Sejarah Pondok Tremas Pacitan, Penerima Anugerah Pesantren Tua dari PBNU

Pacitan, NU Online Jatim

Perguruan Islam Pondok Tremas, Kecamatan Arjosari, Kabupaten Pacitan menerima penghargaan sebagai pesantren tua yang berdiri lebih satu abad dari Pengurus Besar Nahdlatul Ulama (PBNU). Pesantren yang terletak di ujung barat daya Provinsi Jawa Timur ini didirikan pada tahun 1830 M oleh sosok santri Indonesia pertama yang menimba ilmu di Al Azhar, Mesir.

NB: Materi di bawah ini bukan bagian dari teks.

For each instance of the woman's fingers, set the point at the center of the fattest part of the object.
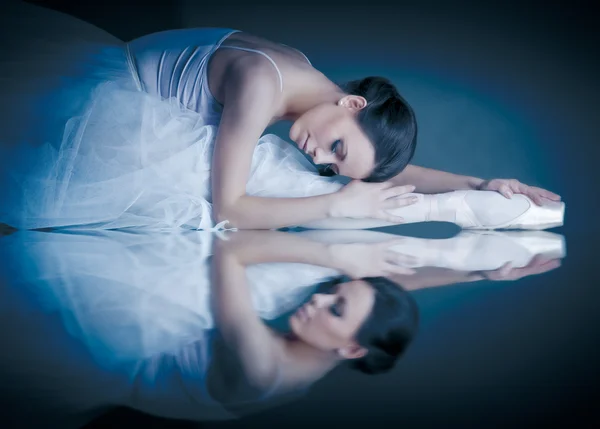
(394, 203)
(388, 217)
(396, 269)
(396, 191)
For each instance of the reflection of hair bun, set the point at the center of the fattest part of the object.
(389, 328)
(382, 356)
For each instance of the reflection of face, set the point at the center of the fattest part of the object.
(335, 138)
(331, 321)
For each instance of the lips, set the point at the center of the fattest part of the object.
(302, 313)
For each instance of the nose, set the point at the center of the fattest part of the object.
(322, 300)
(322, 157)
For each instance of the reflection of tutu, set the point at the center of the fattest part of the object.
(130, 296)
(82, 147)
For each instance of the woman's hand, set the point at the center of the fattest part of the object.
(508, 187)
(507, 272)
(360, 199)
(359, 260)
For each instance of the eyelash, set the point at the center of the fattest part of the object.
(333, 310)
(334, 147)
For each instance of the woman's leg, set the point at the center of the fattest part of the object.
(467, 209)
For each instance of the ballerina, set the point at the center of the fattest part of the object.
(162, 132)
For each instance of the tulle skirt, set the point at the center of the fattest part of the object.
(82, 147)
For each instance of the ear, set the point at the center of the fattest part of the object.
(353, 102)
(352, 351)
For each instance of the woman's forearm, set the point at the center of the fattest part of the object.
(251, 212)
(258, 247)
(429, 181)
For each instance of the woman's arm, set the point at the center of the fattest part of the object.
(429, 181)
(249, 102)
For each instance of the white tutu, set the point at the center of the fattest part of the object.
(132, 160)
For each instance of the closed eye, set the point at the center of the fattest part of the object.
(337, 309)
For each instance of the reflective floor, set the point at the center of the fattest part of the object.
(95, 323)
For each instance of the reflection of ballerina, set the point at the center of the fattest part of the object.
(104, 154)
(139, 303)
(109, 296)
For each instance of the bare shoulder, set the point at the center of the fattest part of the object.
(251, 80)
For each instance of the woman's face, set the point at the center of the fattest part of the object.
(330, 134)
(330, 321)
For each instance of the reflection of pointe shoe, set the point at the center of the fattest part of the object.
(453, 207)
(483, 250)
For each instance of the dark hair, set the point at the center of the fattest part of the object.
(389, 122)
(390, 327)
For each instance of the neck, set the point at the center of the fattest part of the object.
(311, 92)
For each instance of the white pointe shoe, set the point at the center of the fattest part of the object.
(453, 207)
(467, 251)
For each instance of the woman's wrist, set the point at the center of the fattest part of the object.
(334, 205)
(475, 183)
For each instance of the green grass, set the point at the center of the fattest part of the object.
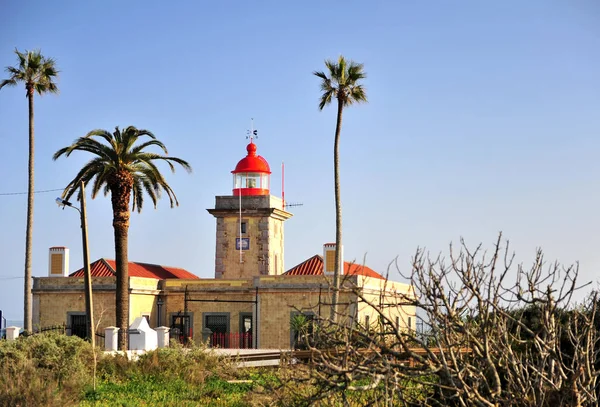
(142, 390)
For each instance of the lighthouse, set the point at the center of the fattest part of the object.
(249, 222)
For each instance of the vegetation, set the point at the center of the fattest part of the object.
(341, 82)
(38, 74)
(495, 335)
(126, 170)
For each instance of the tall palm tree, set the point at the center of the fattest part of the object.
(342, 83)
(38, 74)
(125, 170)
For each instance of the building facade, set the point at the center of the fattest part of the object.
(251, 302)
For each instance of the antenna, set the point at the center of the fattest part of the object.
(283, 203)
(252, 133)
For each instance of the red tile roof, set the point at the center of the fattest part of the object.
(314, 267)
(107, 267)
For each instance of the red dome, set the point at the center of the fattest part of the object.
(252, 162)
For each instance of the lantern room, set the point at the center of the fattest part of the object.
(252, 174)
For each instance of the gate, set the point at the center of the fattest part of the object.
(218, 324)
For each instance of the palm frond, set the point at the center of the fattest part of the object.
(342, 82)
(120, 154)
(35, 70)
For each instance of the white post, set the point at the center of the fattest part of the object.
(162, 333)
(111, 338)
(12, 333)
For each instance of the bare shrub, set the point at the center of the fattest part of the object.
(493, 334)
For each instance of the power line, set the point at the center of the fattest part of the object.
(35, 192)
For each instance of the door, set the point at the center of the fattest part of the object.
(78, 327)
(180, 328)
(219, 326)
(246, 329)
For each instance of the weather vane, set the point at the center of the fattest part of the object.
(252, 133)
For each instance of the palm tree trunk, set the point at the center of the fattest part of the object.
(120, 196)
(339, 263)
(122, 294)
(27, 314)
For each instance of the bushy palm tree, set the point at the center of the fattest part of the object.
(38, 74)
(126, 170)
(341, 82)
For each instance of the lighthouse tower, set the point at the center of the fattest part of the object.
(249, 222)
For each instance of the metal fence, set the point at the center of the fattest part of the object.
(231, 340)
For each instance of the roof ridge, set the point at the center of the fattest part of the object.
(103, 260)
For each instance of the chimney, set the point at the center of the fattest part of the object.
(329, 259)
(58, 262)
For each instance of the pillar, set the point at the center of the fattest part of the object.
(111, 338)
(12, 333)
(162, 336)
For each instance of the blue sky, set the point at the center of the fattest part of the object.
(482, 117)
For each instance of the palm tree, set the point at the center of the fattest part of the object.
(38, 74)
(342, 83)
(126, 171)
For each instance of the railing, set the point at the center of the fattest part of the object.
(231, 340)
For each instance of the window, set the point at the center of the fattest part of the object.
(181, 326)
(302, 325)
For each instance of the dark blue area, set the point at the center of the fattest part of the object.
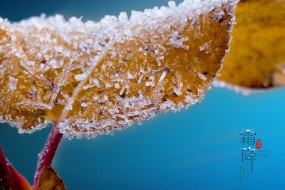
(198, 148)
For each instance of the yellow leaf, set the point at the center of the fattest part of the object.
(92, 78)
(49, 179)
(257, 52)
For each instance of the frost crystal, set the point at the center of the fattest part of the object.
(94, 78)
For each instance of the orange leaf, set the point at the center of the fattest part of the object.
(49, 179)
(257, 52)
(92, 78)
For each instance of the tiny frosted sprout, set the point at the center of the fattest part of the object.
(257, 57)
(92, 78)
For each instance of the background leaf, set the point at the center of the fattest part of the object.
(256, 59)
(49, 179)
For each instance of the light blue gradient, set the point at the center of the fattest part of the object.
(198, 148)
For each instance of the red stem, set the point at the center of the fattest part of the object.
(47, 154)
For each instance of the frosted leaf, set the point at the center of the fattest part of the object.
(93, 78)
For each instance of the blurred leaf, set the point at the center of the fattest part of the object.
(49, 179)
(257, 52)
(10, 178)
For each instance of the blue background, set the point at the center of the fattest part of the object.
(198, 148)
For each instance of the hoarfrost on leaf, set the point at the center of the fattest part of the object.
(92, 78)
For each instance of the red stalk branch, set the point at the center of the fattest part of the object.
(47, 154)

Sejarah berdirinya Pondok Tremas Pacitan tidak lepas dari sejarah pendirinya, yaitu KH Abdul Mannan putra R Ngabehi Dipomenggolo, seorang Demang di daerah Semanten pinggiran Kota Pacitan. KH Abdul Manan pada masa kecilnya bernama Bagus Darso. Sejak kecil ia sudah terkenal cerdas dan sangat tertarik terhadap problematika keagamaan.

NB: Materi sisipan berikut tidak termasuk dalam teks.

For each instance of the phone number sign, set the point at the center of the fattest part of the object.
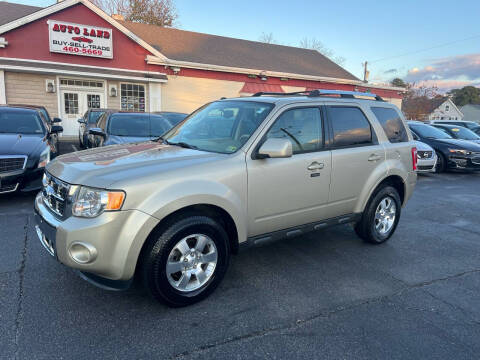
(83, 40)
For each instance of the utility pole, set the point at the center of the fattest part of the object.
(366, 73)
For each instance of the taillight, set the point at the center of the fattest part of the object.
(414, 158)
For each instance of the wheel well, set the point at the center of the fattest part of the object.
(396, 182)
(213, 211)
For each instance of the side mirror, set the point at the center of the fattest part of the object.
(275, 148)
(56, 129)
(96, 131)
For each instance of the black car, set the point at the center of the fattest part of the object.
(173, 117)
(459, 132)
(88, 121)
(452, 154)
(50, 122)
(126, 127)
(25, 148)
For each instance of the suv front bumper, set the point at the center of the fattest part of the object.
(114, 238)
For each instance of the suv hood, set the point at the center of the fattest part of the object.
(462, 144)
(19, 144)
(101, 167)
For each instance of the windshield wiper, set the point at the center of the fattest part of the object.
(184, 145)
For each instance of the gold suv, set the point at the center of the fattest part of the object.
(235, 173)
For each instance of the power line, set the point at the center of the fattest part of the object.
(426, 49)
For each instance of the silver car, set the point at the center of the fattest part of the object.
(235, 173)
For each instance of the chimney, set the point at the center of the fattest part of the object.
(118, 17)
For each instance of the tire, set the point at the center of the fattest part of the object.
(370, 227)
(441, 163)
(183, 287)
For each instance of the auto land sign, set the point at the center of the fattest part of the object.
(76, 39)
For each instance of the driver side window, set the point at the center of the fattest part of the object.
(302, 126)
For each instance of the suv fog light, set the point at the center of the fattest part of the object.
(82, 253)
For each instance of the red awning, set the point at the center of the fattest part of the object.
(252, 88)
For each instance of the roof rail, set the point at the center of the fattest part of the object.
(321, 92)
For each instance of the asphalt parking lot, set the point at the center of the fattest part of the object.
(326, 295)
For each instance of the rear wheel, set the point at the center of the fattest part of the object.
(185, 263)
(380, 217)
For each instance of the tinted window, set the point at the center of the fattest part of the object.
(94, 116)
(137, 125)
(159, 125)
(20, 122)
(392, 124)
(303, 127)
(350, 126)
(427, 131)
(221, 126)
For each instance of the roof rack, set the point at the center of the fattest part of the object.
(320, 92)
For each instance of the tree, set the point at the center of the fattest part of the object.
(465, 95)
(314, 44)
(267, 38)
(155, 12)
(398, 82)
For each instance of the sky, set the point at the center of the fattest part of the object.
(426, 42)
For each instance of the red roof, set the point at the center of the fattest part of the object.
(252, 88)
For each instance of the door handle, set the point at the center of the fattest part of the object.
(374, 157)
(315, 166)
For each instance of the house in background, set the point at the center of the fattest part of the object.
(438, 108)
(471, 112)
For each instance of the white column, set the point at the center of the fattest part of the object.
(3, 95)
(155, 96)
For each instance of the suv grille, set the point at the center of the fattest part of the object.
(12, 163)
(424, 154)
(54, 194)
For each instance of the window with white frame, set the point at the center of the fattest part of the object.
(132, 97)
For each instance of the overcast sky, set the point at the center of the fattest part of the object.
(357, 31)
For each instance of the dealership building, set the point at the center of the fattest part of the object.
(72, 56)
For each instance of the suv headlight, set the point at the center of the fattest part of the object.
(90, 202)
(44, 157)
(460, 152)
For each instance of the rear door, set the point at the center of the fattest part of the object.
(356, 154)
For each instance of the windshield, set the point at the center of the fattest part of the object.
(464, 133)
(94, 115)
(135, 125)
(222, 126)
(428, 131)
(20, 122)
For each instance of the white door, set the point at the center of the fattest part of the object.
(74, 105)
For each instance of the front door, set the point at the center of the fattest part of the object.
(286, 192)
(74, 105)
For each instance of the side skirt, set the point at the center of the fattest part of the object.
(292, 232)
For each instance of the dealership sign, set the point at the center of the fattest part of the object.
(84, 40)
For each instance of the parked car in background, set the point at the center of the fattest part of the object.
(50, 122)
(25, 148)
(173, 117)
(236, 173)
(459, 132)
(472, 125)
(451, 153)
(426, 158)
(116, 127)
(88, 121)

Di usia remaja, ia dikirim ayahnya ke Pondok Pesantren Tegalsari Ponorogo untuk mempelajari dan memperdalam pengetahuan agama Islam di bawah bimbingan Kiai Hasan Besari. Selama disana Bagus Darso selalu belajar dengan rajin dan tekun. Karena ketekunan, kerajinan dan kecerdasan yang dibawanya semenjak kecil itulah maka kepandaian Bagus Darso dalam menguasai dan memahami ilmu yang dipelajarinya melebihi kawan-kawan sebayanya.

Setelah Bagus Darso dianggap cukup ilmu yang diperolehnya di Pesantren Tegalsari, ia pulang ke Semanten. Di desa inilah ia kemudian menggelar pengajian yang sudah barang tentu bermula dengan sangat sederhana. Karena sejak di Pondok Tegalsari ia dikenal sebagai santri yang tinggi ilmunya, maka banyaklah orang Pacitan yang mengaji kepadanya.

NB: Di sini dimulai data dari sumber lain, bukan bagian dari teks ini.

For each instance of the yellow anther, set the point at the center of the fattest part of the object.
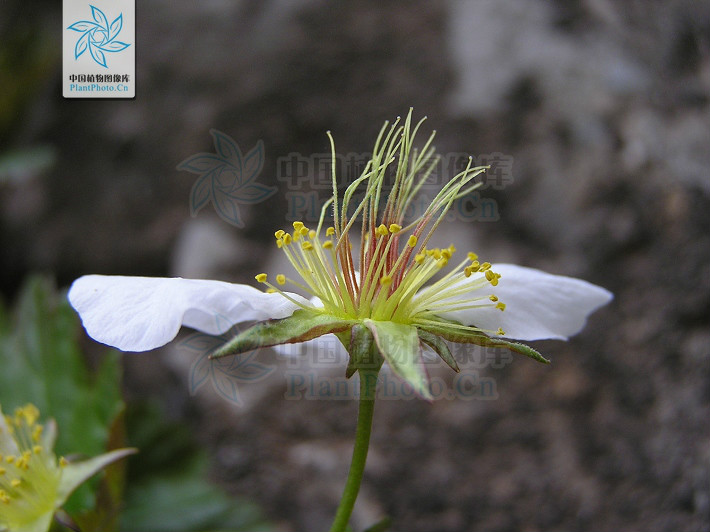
(31, 414)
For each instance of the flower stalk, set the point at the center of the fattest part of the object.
(366, 409)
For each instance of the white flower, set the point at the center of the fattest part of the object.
(397, 302)
(143, 313)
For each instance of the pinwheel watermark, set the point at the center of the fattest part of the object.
(98, 36)
(227, 178)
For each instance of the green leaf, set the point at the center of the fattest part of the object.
(77, 473)
(454, 332)
(43, 364)
(440, 347)
(398, 344)
(302, 325)
(168, 490)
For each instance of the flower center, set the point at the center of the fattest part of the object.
(394, 261)
(29, 474)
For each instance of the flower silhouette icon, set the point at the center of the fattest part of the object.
(227, 178)
(225, 376)
(98, 36)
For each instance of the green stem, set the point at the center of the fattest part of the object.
(368, 381)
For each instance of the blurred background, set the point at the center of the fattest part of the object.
(603, 106)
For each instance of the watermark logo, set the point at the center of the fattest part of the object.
(227, 178)
(98, 36)
(98, 48)
(224, 374)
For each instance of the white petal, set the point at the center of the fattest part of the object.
(142, 313)
(539, 305)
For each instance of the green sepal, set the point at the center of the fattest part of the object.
(301, 326)
(453, 332)
(398, 343)
(439, 347)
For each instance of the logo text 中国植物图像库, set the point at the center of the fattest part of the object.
(99, 48)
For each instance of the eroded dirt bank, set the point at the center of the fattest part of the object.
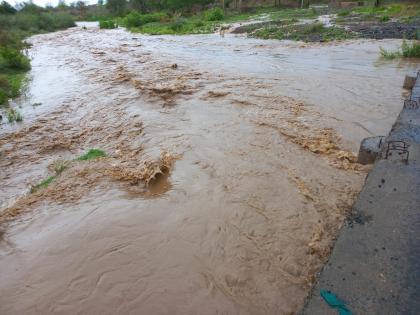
(226, 179)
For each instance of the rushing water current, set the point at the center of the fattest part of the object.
(230, 168)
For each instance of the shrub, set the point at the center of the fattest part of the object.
(408, 50)
(178, 24)
(135, 19)
(215, 14)
(386, 54)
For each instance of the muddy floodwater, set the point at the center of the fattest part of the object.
(230, 167)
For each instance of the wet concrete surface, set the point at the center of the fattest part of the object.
(225, 182)
(375, 264)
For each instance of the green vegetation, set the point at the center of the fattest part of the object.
(43, 184)
(408, 50)
(384, 13)
(14, 115)
(60, 165)
(91, 155)
(110, 24)
(15, 25)
(305, 32)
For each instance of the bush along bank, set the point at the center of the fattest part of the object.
(14, 27)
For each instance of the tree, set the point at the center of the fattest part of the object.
(138, 5)
(6, 8)
(62, 4)
(116, 7)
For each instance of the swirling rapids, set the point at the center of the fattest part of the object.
(230, 167)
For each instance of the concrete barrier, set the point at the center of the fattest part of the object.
(375, 264)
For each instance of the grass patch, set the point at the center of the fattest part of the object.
(207, 21)
(316, 32)
(14, 27)
(14, 115)
(91, 155)
(43, 184)
(408, 50)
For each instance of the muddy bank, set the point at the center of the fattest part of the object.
(289, 30)
(225, 181)
(386, 30)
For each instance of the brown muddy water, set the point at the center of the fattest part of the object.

Dari sinilah kemudian di sekitar masjid didirikan pondok untuk para santri yang datang dari jauh. Namun beberapa waktu kemudian pondok tersebut pindah ke daerah Tremas, setelah ia menikah dengan Putri Demang Tremas bernama R Ngabehi Honggowijoyo. Sedang R Ngabehi Honggowijoyo sendiri adalah kakak kandung R Ngabehi Dipomenggolo.

Di antara penyebab perpindahan Kiai Abdul Manan dari daerah Semanten ke Desa Tremas, yang paling pokok adalah pertimbangan kekeluargaan yang dianggap lebih baik mutasi ke daerah Tremas. Pertimbangan itu di antaranya karena mertua dan istrinya menyediakan daerah yang jauh dari keramaian atau pusat pemerintahan, sehingga kondusif bagi para santri yang ingin belajar dan memperdalam ilmu agama. Sehingga menjadi cikal bakal berdirinya Pondok Tremas.

Asal Mula Kata Tremas
Tremas berasal dari kata Patrem yang berarti senjata atau keris kecil, dan Mas berasal dari kata emas yang berarti logam mulia yang biasa dipakai untuk perhiasan kaum wanita. Kata ini berkaitan erat dengan cerita tentang dibukanya sebuah hutan yang akhirnya dinamakan Tremas.

Adapun yang pertama kali membuka hutan tersebut adalah seorang punggawa Keraton Surakarta bernama Ketok Jenggot, atas perintah Raja Keraton Surakarta. Hutan itu sebagai hadiah atas jasanya yang telah berhasil mengamankan keraton dari mara bahaya.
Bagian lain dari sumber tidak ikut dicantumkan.